木曜日に大量にドーナツを貰ったからと連絡もなくうちに来た岬は、平日の不在を不審に思って聞いているのだ。
連絡しなくても家にいると思われてるとこが、悲しいというか行動読まれてるというか。
たまにレイトショーに行く以外、遅くなることはほとんどない。
最近は、友達もほとんど結婚しているからずっとそうだった。
岬もビックリしただろう。
私は苦笑いしながら、コーヒーカップを洗ってかごに伏せた。
「想像通りよ。……水曜日から部屋に帰してもらえないんだもん。」
そう、公開プロポーズの後、修一さんは私の手を引いて家まで戻り、車に乗せた。
もしかしてとは思っていたけど、着いたのは私の部屋で。
すぐに週末までの着替えを準備するように言われて。
──そのまま、修一さんの部屋に留まり続けている。
「──で?ヤることはヤったわけ?」
「なっ…なな!何言ってるの!!
そんな付き合ってすぐとか、できないでしょ?」
私の顔は、一瞬で真っ赤になっていたことだろう。
「ここまでウブだと、おにーさん大変だろうな。
…イヤ、そこが可愛いとか言ってそう。
溺愛してるもんね、おねーちゃんのこと。」
──肯定も否定もできない…。
私は真っ赤な顔を隠すように、拭いたコーヒーカップを食器棚に戻した。
水曜日の夜、正直そうなるかな、と覚悟していた私。
でも、修一さんはいつものように私を抱き枕にしながら、耳元で囁いた。
「都のはじめては、きちんと親御さんに挨拶をしてからもらうよ。
だから、この三日間で覚悟しておいて。
───半年待った。

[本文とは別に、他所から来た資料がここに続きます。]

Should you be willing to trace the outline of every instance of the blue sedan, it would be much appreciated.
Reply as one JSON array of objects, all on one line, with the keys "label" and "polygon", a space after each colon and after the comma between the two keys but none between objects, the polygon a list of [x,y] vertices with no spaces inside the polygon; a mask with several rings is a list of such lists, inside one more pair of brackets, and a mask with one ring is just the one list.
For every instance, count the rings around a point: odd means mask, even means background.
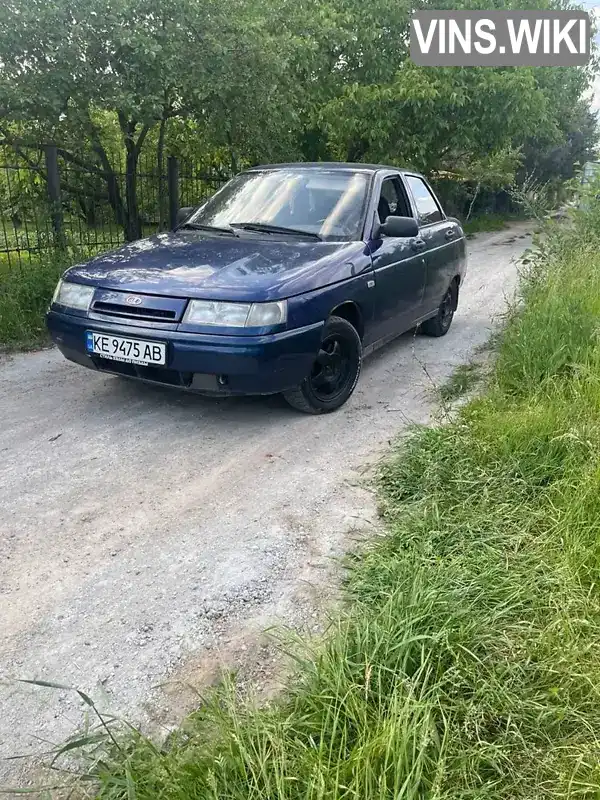
[{"label": "blue sedan", "polygon": [[348,400],[373,350],[450,327],[465,237],[421,175],[261,166],[183,211],[174,232],[65,272],[47,324],[66,358],[320,414]]}]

もう待てないから。」
「え?それって、ずっと私としたかった、ってことですか?!」
驚く私に、修一さんは、ちょっとバツが悪そうな顔をした。
でも、正直に答えてくれる。
「俺、添い寝を頼んだ時には、もう都のこと好きだって自覚してた。
だから、どうしても起こる自然現象がバレないように、毎回必死だったんだぞ?